A mis 36 primaveras y pese al cúmulo de derrotas profesionales, todavía conservo un recorte de prensa en el que la periodista Marie Colvin me observa severa con su único ojo bueno, el derecho. Su dura mirada de pirata/cronista acompaña un perfil que alguien le dedicó tras ser asesinada en la ciudad siria de Homs, mientras cubría el enésimo conflicto bélico de su carrera. Me gusta mirar ese ojo superviviente de Colvin. Siento que su agresividad me obliga a dos cosas: a no hablar de lo que no sé y a repasar con minuciosidad todo aquello que publico para evitar patinazos.
Sé no soy la única gilipollas que aún se encara a este oficio con el mimo y el respeto requeridos para cualquier servicio público. Cada uno con sus patologías, unos adoleciendo de Latinoamérica, otros de Asia y otros de África, somos muchos los que hacemos lo imposible por patearnos las realidades lejanas y contribuir así a que nuestra sociedad ambicione a entender la complejidad del mundo en el que vivimos. Lo hacemos sabiendo que no nos van a salir los números. A nadie le salen los números cuando lo habitual en España es cobrar 50 euros por pieza y 60 por foto.

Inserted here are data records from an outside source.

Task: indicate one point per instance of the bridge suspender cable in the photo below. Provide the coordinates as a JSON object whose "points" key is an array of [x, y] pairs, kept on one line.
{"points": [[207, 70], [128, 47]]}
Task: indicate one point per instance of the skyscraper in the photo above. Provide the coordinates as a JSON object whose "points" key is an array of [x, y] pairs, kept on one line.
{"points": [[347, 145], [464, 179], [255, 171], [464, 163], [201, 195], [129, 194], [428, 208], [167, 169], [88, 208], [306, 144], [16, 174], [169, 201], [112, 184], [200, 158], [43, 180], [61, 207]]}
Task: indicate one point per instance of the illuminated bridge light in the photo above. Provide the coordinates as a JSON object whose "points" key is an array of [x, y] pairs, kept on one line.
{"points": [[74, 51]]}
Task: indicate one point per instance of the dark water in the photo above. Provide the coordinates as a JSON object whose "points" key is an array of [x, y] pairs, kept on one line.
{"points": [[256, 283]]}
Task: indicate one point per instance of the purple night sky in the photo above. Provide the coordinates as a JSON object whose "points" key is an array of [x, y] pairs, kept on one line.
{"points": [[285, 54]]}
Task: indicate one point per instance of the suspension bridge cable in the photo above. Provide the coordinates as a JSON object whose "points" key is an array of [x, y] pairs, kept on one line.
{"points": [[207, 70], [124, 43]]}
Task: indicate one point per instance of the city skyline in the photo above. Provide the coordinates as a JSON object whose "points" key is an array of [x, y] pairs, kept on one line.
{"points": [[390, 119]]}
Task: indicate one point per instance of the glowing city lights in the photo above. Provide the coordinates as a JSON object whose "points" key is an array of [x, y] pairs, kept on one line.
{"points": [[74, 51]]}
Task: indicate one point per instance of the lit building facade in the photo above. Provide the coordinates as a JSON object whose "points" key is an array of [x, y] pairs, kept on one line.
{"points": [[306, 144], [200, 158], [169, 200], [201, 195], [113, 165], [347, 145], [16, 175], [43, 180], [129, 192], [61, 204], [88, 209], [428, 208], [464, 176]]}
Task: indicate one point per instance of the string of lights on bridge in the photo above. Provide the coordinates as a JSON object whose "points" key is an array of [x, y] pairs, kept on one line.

Pero aceptamos. Entendemos que el periodismo es un acto de compromiso con la realidad que nos ha tocado vivir y apostamos por seguir dando voz a las injusticias remotas. Sin embargo, el empeño se nos va desgastando con los años. Ya no solo nos pesan las ruinas que presenciamos a nuestro alrededor, que también. Es que cada vez más nos pesan las malas praxis que han hecho de nuestra profesión un show de varietés en tiempos de guerra. No hay suceso internacional o conflicto de envergadura que no acabe siendo utilizado por la estrellita mediática de turno para alimentar su insaciable ego a base de retransmitir el morbo del dolor ajeno.
A las guerras ya no van los corresponsales, ni siquiera los expertos que han mamado geopolítica por pura militancia. Quienes van ahora son las pantojas del oficio, esos y esas que quieren figurar por encima de todo y que se gustan tanto a sí mismos que ni siquiera entrevén la magnitud de su propio ridículo. Los mismos programas que jamás pueden pagar una tarifa digna por el trabajo de cualquier experto anuncian ahora a bombo y platillo que “mañana conectaremos en directo con nuestro enviado especial Antoñito El Fantástico” y no nos queda otra que ver cómo Antoñito El Fantástico nos narra algo de lo que no tiene ni puta idea.
Mientras, los gilipollas del oficio que tenemos la decencia de huir de lucimientos personales y que nos limitamos a informar únicamente de aquello que conocemos bien, comemos banquillo en nuestras casas. Arrinconados por un star system de mediocres, vivimos cualquier hecho noticiable entre la parálisis y la asfixia. Qué sentido tiene destinar tantos recursos a coberturas que son del todo inútiles. Qué objetivo persiguen los medios cuando priman la superficialidad al contenido. Por qué, en definitiva, nos someten a la desinformación.
A finales de 2012, la editorial Debate publicó Queremos saber, una recopilación de textos de doce históricos corresponsales que reflexionaban sobre el futuro del periodismo internacional en un contexto que ya era de crisis económica. Aunque autores y autoras procedían de medios y trayectorias diversas, coincidían en denunciar la progresiva voluntad desinformadora por parte de las grandes corporaciones mediáticas. Intereses económicos mediante –siempre se alega que una corresponsalía es muy cara–, la debacle del 2008 fue la excusa perfecta para desmantelar un sector que no solo se aparecía como un lujo asiático en plena hambruna, también era una herramienta útil para mantener una sociedad informada. En efecto, la paulatina desaparición de los equipos de exteriores fue la punta de lanza hacia esta insoportable cultura del ruido y la distorsión.